- Born: 1969 (age 56–57)
- Occupation: Jeweller

= Tania Patterson =

New Zealand jeweller (born 1969)

Tania Patterson (b 1969) is a New Zealand jeweller. She graduated from Auckland's UNITEC Institute of Technology in 1989 with a Diploma in Craft and Design.

Since graduating, Patterson has worked as a self-employed jeweler. Her work is often made of moving parts which she says, 'explores the complexities of recreating a simple event in nature'.

In 2000 her work was included in Risk, an exhibition curated by Kelly Thompson at The Suter Art Gallery in Nelson. In 2002/3 Tania received funding from Creative New Zealand to develop a new series of kinetic jewellery.

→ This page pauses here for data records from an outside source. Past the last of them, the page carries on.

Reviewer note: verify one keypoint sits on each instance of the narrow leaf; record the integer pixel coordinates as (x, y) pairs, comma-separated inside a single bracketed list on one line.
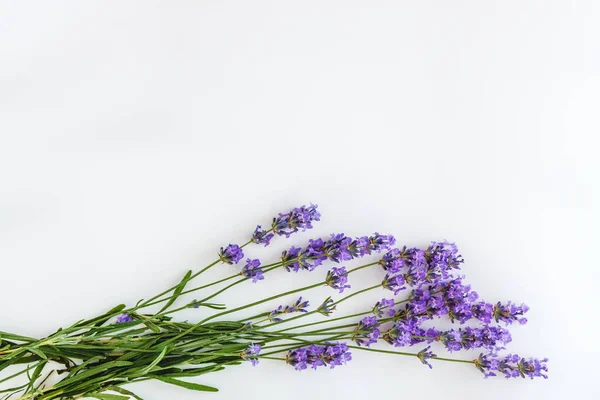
[(187, 385), (104, 396)]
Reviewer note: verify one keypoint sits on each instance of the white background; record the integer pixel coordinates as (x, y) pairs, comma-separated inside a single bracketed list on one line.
[(139, 137)]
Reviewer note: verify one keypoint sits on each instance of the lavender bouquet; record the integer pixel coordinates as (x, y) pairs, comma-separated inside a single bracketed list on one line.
[(98, 357)]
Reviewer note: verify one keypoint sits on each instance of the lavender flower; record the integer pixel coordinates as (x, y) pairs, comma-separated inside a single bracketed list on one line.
[(483, 311), (337, 278), (298, 306), (337, 248), (299, 218), (443, 256), (251, 354), (395, 283), (488, 337), (510, 312), (425, 355), (408, 333), (261, 236), (124, 318), (367, 331), (512, 366), (384, 304), (327, 307), (231, 254), (392, 261), (252, 270), (332, 355)]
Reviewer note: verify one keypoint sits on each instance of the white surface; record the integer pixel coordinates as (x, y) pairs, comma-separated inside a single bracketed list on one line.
[(138, 137)]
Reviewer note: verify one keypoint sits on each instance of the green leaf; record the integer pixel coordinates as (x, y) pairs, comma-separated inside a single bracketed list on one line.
[(154, 363), (6, 335), (187, 385), (125, 391), (177, 291), (36, 374), (92, 371), (151, 325), (104, 396), (37, 352)]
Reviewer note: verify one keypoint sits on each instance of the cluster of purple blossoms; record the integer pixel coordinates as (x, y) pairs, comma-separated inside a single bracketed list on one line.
[(508, 313), (124, 318), (384, 304), (251, 354), (487, 337), (408, 333), (298, 306), (337, 278), (252, 270), (425, 355), (261, 236), (395, 283), (331, 354), (327, 307), (337, 248), (366, 332), (512, 366), (450, 298), (231, 254), (428, 266), (298, 218)]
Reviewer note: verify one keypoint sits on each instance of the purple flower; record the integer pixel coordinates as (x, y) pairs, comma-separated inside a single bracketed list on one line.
[(327, 307), (384, 304), (367, 331), (231, 254), (392, 261), (298, 306), (331, 354), (251, 354), (395, 283), (252, 270), (483, 311), (512, 366), (337, 278), (298, 218), (293, 260), (425, 355), (337, 248), (444, 256), (261, 236), (408, 333), (487, 337), (510, 312), (124, 318)]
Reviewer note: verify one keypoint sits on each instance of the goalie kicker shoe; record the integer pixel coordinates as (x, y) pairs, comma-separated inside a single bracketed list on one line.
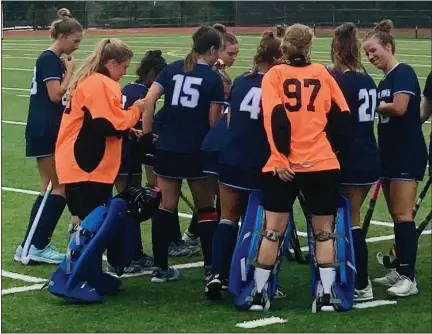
[(404, 287), (325, 302)]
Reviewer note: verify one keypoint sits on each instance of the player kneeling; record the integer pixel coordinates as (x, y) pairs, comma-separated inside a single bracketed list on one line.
[(112, 227), (241, 159), (300, 102)]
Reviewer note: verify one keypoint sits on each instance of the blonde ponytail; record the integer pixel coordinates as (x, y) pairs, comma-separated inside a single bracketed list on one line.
[(190, 62)]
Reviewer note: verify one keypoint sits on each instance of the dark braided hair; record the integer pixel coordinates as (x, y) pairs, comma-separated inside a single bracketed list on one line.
[(153, 62), (268, 51)]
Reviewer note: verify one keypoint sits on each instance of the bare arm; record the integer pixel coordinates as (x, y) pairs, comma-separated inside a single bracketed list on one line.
[(426, 109), (397, 108)]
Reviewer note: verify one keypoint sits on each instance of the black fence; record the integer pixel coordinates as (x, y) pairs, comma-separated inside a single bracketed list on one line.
[(411, 18)]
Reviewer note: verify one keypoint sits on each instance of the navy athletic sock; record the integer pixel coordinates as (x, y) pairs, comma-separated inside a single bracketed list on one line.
[(224, 243), (406, 247), (218, 207), (193, 225), (51, 214), (139, 254), (162, 222), (361, 258), (33, 213), (176, 233)]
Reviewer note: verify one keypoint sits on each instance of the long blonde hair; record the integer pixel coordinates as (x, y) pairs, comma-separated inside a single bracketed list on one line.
[(65, 24), (108, 48)]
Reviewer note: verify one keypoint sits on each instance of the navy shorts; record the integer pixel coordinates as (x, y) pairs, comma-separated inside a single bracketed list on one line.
[(130, 158), (38, 147), (415, 172), (210, 162), (233, 177), (176, 165), (430, 155), (359, 177)]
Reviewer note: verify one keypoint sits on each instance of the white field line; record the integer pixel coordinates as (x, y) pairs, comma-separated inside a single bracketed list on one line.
[(22, 277), (261, 322), (170, 44), (187, 215), (21, 289)]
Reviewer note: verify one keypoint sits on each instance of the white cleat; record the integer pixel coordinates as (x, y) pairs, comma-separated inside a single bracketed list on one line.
[(365, 294), (403, 288)]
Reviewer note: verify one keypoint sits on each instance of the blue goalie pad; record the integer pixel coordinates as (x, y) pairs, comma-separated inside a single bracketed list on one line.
[(83, 263), (122, 248), (344, 255), (241, 281)]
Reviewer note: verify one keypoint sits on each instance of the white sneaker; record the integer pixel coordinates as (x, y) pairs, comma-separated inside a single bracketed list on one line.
[(388, 280), (403, 288), (365, 294)]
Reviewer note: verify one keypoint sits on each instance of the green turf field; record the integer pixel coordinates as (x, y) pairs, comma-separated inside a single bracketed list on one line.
[(180, 306)]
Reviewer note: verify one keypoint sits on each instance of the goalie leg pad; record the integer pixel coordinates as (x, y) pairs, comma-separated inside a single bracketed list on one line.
[(83, 263)]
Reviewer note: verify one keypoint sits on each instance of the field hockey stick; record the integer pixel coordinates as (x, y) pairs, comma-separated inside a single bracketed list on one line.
[(371, 209), (422, 196), (424, 223), (188, 202), (25, 258)]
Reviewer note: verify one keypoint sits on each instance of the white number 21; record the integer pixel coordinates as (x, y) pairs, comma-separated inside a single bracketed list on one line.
[(184, 85)]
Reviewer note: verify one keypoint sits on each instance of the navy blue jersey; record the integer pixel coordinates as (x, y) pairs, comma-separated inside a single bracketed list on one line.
[(247, 147), (217, 137), (360, 92), (44, 116), (400, 138), (188, 97), (131, 93)]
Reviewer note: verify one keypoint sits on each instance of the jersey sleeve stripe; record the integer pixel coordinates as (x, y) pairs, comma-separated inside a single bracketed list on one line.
[(403, 91), (51, 78)]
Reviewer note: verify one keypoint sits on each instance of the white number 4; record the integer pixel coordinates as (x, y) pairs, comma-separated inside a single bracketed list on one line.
[(251, 102), (367, 109), (184, 85)]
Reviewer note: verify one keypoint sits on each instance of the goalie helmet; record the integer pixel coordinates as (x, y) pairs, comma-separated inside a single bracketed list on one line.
[(142, 202)]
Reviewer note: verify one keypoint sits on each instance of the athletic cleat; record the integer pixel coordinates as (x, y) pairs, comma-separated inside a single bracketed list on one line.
[(144, 265), (404, 287), (365, 294), (388, 280), (261, 302), (225, 284), (191, 239), (213, 286), (182, 249), (49, 255), (161, 276)]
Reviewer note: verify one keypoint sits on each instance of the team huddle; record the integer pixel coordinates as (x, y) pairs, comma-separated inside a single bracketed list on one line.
[(248, 147)]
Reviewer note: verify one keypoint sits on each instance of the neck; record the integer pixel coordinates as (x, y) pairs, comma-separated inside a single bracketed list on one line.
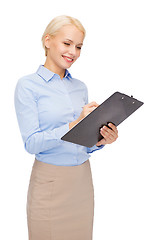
[(49, 65)]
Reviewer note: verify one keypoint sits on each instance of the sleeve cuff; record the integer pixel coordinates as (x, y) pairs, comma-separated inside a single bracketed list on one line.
[(60, 131)]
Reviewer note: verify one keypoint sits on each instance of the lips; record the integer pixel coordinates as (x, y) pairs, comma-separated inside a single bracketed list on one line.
[(68, 59)]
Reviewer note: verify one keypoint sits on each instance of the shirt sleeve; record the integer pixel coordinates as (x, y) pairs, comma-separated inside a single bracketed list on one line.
[(35, 140), (94, 148)]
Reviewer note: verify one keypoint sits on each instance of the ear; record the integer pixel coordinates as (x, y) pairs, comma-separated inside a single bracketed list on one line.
[(47, 41)]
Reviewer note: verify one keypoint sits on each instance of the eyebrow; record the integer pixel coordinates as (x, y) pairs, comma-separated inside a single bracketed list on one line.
[(72, 41)]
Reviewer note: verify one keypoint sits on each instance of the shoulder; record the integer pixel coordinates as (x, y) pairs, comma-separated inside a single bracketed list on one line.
[(27, 80)]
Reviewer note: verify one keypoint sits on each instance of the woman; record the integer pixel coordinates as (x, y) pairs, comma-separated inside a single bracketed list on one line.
[(48, 103)]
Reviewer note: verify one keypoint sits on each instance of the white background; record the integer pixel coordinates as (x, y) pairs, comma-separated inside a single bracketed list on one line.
[(122, 52)]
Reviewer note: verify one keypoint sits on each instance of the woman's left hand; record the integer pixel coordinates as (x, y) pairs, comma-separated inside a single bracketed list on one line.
[(110, 135)]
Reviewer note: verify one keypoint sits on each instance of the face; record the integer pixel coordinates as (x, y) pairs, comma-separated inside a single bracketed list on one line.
[(64, 48)]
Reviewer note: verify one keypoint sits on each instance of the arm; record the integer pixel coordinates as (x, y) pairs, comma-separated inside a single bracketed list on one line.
[(35, 140)]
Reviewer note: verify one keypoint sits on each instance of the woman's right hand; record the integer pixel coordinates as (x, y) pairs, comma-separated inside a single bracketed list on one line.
[(87, 109)]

Patterson's work, Flowers in the Sky was exhibited in the 2015 Headland Sculpture on the Gulf which takes place on Waiheke Island. She has exhibited widely throughout New Zealand including The Dowse Art Museum and the major applied arts and crafts galleries of New Zealand such as Quoil, Fingers (gallery), Masterworks, Royal Jewellery, and Form Gallery.

==Further sources==
- The Dowse Art Museum; Kobi Bosshard, The Second New Zealand Jewellery Biennial: Same But Different, 1996.
- Deborah Crowe; The Dowse Art Museum, 4th New Zealand Jewellery Biennale: Grammar: Subjects and Objects, 2001.